М. Садовяну
«Митря Кокор»
— По своей глупости, — злобно пробормотал Гицэ Лунгу. — . Мог бы и богатство нажить… А теперь ты поджидаешь, когда мой милый братец-дурачок вернется. Он тоже остер на язык. Вот вы объединитесь вдвоем и организуете свою партию.
— Зачем нам организовывать партию, когда она уже есть? Это — партия трудящихся.
— Всему, что ты говоришь, Чернец, научился ты у своего брата котельщика, — пробубнил мельник. — Ты что ж, хочешь, чтобы государственные дела молотками вершили?
— Конечно, — вызывающе подтвердил Чернец. — Одни молотками до самого неба достучатся, а другие плугами все распашут, до самых райских врат.
— Значит, те, что по тюрьмам сидят, министрами станут?
Голос у Чернеца стал мягче.
— Эх ты, Гицэ, неужели и про это не слыхал? Ведь уже вышли они из тюрем и взяли вожжи в свои руки… И мы тоже избавимся от страданий. Взойдет солнце и для тех, у кого глаза оставались, только чтобы плакать…
Гицэ надулся и нахмурился. Потом тяжело вздохнул.
— Я не вмешиваюсь, — сказал он с кривой усмешкой, — я мельник, мое дело — запускать жернова, чтобы молоть вам муку — и пшеничную и кукурузную.

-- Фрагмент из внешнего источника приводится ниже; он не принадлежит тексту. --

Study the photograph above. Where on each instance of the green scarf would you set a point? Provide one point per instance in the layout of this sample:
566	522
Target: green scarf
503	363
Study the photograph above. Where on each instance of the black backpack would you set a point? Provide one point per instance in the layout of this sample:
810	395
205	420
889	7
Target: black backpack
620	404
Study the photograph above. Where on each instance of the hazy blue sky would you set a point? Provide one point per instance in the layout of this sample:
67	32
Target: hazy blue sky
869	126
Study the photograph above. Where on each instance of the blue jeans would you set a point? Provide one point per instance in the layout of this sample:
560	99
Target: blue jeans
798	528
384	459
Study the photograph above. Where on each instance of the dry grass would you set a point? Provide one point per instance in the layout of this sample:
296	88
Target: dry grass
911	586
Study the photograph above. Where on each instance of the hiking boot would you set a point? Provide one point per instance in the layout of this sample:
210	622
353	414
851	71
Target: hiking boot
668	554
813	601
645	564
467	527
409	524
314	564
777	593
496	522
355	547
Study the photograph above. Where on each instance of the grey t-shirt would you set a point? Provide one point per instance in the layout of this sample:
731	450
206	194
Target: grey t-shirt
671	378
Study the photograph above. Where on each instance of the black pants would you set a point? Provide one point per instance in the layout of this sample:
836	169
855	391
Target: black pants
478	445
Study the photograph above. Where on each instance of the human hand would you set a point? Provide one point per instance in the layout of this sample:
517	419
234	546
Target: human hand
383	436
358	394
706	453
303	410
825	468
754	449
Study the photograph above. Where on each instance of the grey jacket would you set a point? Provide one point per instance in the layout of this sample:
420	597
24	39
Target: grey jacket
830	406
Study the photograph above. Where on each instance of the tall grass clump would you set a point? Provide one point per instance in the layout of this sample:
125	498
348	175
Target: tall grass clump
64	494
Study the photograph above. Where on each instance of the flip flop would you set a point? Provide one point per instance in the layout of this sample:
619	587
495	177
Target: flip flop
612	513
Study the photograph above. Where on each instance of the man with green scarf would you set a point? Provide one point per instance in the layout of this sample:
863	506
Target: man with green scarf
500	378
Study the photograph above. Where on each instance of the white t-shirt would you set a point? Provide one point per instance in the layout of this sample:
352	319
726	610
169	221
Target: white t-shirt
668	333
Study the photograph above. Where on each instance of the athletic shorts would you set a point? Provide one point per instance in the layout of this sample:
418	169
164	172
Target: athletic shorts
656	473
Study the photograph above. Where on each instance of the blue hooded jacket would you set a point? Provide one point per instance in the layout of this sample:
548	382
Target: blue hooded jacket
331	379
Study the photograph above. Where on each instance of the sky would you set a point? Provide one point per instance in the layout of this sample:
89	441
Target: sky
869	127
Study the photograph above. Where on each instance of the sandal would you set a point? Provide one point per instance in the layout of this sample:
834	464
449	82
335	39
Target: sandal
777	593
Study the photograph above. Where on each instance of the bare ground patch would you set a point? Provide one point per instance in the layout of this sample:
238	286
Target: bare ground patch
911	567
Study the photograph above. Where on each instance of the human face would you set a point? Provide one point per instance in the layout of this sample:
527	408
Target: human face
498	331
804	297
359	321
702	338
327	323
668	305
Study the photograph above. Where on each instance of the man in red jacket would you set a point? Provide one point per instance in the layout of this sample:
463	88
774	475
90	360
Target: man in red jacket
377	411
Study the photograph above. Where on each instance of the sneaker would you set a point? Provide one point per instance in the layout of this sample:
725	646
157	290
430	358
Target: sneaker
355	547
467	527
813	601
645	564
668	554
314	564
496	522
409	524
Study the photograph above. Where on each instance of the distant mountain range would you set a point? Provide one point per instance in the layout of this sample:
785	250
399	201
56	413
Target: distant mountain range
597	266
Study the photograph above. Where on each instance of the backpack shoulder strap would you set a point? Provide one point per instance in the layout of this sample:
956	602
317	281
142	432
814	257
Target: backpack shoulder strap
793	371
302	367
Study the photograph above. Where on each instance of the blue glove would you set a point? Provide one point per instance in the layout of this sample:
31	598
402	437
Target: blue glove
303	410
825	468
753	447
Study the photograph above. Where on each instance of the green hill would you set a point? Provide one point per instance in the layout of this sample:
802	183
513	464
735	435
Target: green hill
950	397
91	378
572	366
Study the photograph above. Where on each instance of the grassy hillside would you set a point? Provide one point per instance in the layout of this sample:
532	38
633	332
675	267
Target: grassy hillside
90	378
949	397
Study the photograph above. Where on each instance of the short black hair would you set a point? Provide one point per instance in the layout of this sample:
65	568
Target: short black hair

Мотор начал стрелять в черное небо, сквозь завесу мокрого снега, уносимого резкими порывами ветра. Мельница перемалывала зерно, а люди говорили и говорили. Все были взволнованы и обрадованы тем, что сообщил Чернец. Они знали, что советские войска, с которыми побратались и румыны, пробиваются к берлоге тех, кто терзал людей, как голодные волки. Пока немцы господствовали над румынами, купцы безжалостно обирали народ, помещики и фабриканты стали еще беспощаднее. Вот бы спихнуть, как говорил Чернец, жадную свору, а тех, что страдали по тюрьмам за правду, поставить теперь у власти, и тогда воспрянут люди, изнемогавшие от рабского труда на фабриках и на полях.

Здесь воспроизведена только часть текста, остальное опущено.